# Pflanzen im Bachlauf



## Teichforum.info (18. Aug. 2003)

Hallo,

was passiert im Winter mit den Pflanzen im Bachlauf ? Muß ich sie im Winter in den Teich setzen, wenn der Bachlauf stillsteht. 

Gepflanzt habe ich dort u.a. , __ Sumpfdotterblume, __ Wasserhahnenfuß und  __ Bachnelkenwurz.

Oder kann ich, wenn die Pumpe tief genug steht, den Bachlauf in Betrieb lassen ? 

Gruß Jackie


----------



## Teichforum.info (18. Aug. 2003)

Hallo Jackie, 

bei Teichpflanzen habe ich noch nicht so die Erfahrung, m. E. ist es aber erstmal nur von Bedeutung, daß die Pflanzen winterhart sind. Sofern dies der Fall ist, kommen sie auch mit wenig oder garkeinem Wasser im Winter aus. Die Pflanzen legen im Winter ja eine Ruhepause ein und müssen auch nicht versorgt werden. Das schließt natürlich nicht aus, daß die eine oder andere kaputt geht.
Ich laß mich in dem Punkt auch einfach mal überraschen.

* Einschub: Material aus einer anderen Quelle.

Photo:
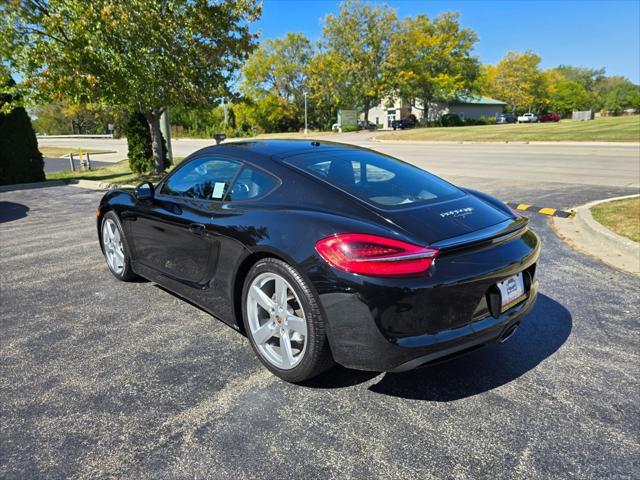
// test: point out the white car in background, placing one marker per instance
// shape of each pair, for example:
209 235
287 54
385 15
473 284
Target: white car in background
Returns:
528 118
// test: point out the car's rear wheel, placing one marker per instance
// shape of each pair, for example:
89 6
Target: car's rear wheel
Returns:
283 321
115 248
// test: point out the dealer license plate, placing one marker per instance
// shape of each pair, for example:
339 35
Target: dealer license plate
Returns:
512 291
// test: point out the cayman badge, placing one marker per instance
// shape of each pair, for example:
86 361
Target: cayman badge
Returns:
457 213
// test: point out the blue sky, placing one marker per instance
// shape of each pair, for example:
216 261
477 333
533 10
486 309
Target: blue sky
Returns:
586 33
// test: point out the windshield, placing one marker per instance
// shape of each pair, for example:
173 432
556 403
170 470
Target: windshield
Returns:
376 178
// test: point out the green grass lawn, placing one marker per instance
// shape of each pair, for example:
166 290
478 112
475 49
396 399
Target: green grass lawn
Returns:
117 173
55 152
621 216
606 129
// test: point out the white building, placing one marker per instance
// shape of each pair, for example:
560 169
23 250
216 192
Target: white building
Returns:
469 106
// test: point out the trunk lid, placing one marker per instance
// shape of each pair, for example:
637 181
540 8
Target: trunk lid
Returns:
433 223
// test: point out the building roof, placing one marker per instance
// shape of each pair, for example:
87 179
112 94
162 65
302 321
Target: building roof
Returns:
476 100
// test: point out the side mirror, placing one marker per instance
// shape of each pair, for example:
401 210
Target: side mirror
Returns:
144 191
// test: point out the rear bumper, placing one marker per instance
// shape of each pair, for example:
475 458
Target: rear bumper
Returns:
386 325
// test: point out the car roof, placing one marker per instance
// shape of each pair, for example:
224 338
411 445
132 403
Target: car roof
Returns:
273 149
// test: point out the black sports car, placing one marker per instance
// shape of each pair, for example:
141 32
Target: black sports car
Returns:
323 253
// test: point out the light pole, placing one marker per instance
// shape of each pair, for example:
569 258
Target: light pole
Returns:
224 106
306 130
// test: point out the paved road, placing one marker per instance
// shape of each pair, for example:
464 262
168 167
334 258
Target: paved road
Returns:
105 379
62 164
592 164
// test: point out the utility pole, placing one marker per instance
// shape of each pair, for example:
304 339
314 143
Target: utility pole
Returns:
306 130
226 116
165 128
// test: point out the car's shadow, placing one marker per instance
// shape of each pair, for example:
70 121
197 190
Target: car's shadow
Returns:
542 333
10 211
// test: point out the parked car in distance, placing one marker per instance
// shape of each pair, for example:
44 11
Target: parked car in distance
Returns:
322 252
528 118
549 117
506 118
403 123
366 125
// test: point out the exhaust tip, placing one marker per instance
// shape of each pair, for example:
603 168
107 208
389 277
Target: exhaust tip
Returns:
509 332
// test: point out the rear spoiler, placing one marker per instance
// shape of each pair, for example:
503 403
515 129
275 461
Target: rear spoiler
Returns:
500 232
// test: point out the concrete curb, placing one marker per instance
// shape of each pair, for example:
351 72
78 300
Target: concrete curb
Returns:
30 186
507 142
96 185
588 236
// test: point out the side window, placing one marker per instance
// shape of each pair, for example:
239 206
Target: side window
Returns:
207 178
251 183
343 171
377 174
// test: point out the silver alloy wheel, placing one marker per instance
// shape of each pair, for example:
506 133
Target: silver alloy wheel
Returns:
276 320
113 248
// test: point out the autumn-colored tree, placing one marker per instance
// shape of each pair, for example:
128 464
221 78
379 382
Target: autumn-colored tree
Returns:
518 81
143 55
356 45
431 59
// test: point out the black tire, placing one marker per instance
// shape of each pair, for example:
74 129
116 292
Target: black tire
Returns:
127 274
317 357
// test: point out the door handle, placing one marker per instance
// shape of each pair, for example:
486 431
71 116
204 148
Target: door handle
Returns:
197 228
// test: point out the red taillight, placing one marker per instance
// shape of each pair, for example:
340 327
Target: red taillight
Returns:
373 255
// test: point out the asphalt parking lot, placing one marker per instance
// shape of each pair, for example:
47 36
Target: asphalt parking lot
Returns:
105 379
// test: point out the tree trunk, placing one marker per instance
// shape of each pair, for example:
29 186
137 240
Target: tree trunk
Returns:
153 118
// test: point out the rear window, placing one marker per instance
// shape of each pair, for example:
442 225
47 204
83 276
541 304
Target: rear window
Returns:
375 178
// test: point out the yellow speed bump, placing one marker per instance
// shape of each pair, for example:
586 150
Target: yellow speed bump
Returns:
554 212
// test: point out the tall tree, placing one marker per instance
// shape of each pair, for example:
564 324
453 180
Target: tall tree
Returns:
431 60
143 55
20 159
327 82
568 96
621 97
358 40
279 66
517 80
587 77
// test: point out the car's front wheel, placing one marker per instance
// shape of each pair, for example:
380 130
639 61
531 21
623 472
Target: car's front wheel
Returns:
115 248
283 321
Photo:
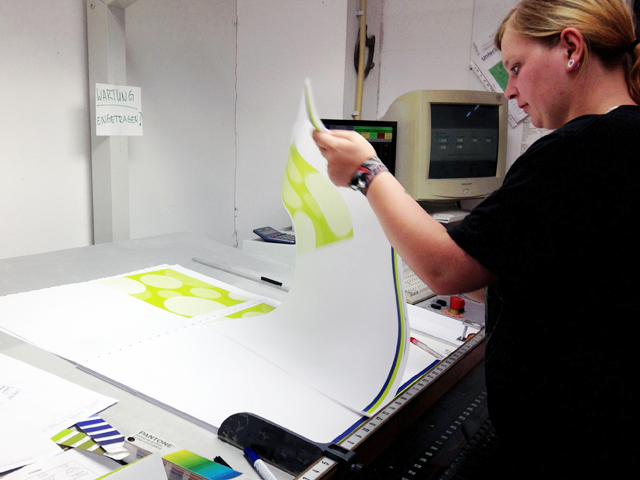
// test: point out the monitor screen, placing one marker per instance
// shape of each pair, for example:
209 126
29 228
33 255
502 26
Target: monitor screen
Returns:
464 141
381 135
451 144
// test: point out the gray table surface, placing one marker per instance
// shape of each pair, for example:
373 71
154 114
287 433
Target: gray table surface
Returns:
132 414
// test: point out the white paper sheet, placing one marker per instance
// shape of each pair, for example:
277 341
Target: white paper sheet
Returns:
86 320
437 326
340 338
150 467
49 402
69 465
21 443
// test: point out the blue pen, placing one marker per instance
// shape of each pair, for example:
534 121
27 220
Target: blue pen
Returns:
258 464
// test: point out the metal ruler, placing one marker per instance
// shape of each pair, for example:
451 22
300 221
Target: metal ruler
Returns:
324 464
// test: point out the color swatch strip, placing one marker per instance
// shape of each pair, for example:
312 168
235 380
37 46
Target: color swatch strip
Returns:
180 465
75 439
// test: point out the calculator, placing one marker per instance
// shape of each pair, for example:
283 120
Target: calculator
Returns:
269 234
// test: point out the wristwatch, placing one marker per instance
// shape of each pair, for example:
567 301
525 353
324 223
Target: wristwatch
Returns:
365 173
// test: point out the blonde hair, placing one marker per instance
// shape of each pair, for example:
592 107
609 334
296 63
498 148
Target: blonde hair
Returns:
607 27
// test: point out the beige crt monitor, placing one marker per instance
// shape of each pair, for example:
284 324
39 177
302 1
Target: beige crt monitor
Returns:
452 144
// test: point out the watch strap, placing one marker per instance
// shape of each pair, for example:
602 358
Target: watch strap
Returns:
365 174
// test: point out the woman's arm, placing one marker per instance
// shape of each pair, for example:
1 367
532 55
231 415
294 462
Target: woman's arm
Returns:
422 242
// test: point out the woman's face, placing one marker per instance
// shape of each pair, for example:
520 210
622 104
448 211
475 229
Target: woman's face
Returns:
537 79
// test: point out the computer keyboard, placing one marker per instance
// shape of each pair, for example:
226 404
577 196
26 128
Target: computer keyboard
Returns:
415 289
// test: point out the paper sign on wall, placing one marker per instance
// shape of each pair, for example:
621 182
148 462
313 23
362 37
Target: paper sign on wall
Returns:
118 110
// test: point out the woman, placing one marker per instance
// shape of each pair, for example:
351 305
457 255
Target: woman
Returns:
554 244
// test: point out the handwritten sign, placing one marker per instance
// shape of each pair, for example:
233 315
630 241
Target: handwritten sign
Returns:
118 110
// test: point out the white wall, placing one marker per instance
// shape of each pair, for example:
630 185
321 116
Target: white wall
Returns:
279 44
219 102
45 193
182 170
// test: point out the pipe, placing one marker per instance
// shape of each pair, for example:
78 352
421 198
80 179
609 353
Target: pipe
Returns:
363 45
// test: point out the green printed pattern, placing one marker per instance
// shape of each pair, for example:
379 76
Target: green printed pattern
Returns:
320 215
500 74
254 311
175 292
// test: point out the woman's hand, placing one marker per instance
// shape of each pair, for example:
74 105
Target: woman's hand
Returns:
345 151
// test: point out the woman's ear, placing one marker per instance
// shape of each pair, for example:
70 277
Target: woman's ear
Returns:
572 44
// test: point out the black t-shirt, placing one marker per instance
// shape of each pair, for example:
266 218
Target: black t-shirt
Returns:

Die Pumpe würde ich aber auf gar keinen Fall auch bei Frost laufen lassen. Dein Teich wird dann durchfrieren und schließlich geht die Pumpe kaputt.

Gruß
Harald


----------



## Teichforum.info (18. Aug. 2003)

Total austrocknen sollten die Teichpflanzen ebensowenig wie alle Pflanzen, auch wenn sie winterhart sind. Es vertrocknen weitaus mehr Pflanzen als erfrieren. Kein Problem, wenn Du den Bachlauf in Staustufen angelegt hast, so dass Wasser stehenbleibt, auch wenn die Pumpe abgeschaltet ist. Auch dieses Wasser verdunstet allerdings recht schnell. Deshalb ab und an einmal mit einem Schlauch nachfüllen, wenn die Witterung es gestattet. Kritischer wird's, wenn der Bachlauf leerläuft und die Pflanzen monatelang so gar kein Wasser mehr bekommen sollten (dann bringt ja selbst Regen nicht mehr so arg viel). Sofern da Gefahr besteht, ist es angebrachter, die Pflanzen im Spätherbst herauszunehmen, in Pflanzkörbe zu stellen und die wiederum einfach in den Teich. Wenn die Pumpe wieder angeworfen wird, stutzen und zurücksetzen.

beste Grüsse
Stefan


----------



## Teichforum.info (18. Aug. 2003)

Ich habe zwar Staustufen eingebaut, allerdings nur so, daß das Wasser dort nicht schnell durchfließt und nur kurz staut. Das heißt, läuft kein Wasser mehr in den Bachlauf, wird dieser dann trocken. Also werde ich die Pflanzen heraus nehmen und in den Teich setzen.

Danke für die Info

Gruß Jackie


----------



## Teichforum.info (18. Aug. 2003)

*...*

Moin,

sehr gutes Thema, Staustufen und Pflanzen. Ich für meinen Teil werde ja auch nen Bachlauf basteln, mit Staustufen. In den Staustufen wird Sand/Lehm-Gemisch  zum Halt der Pflanzen drin sein. Mal schauen, ob sie des überleben.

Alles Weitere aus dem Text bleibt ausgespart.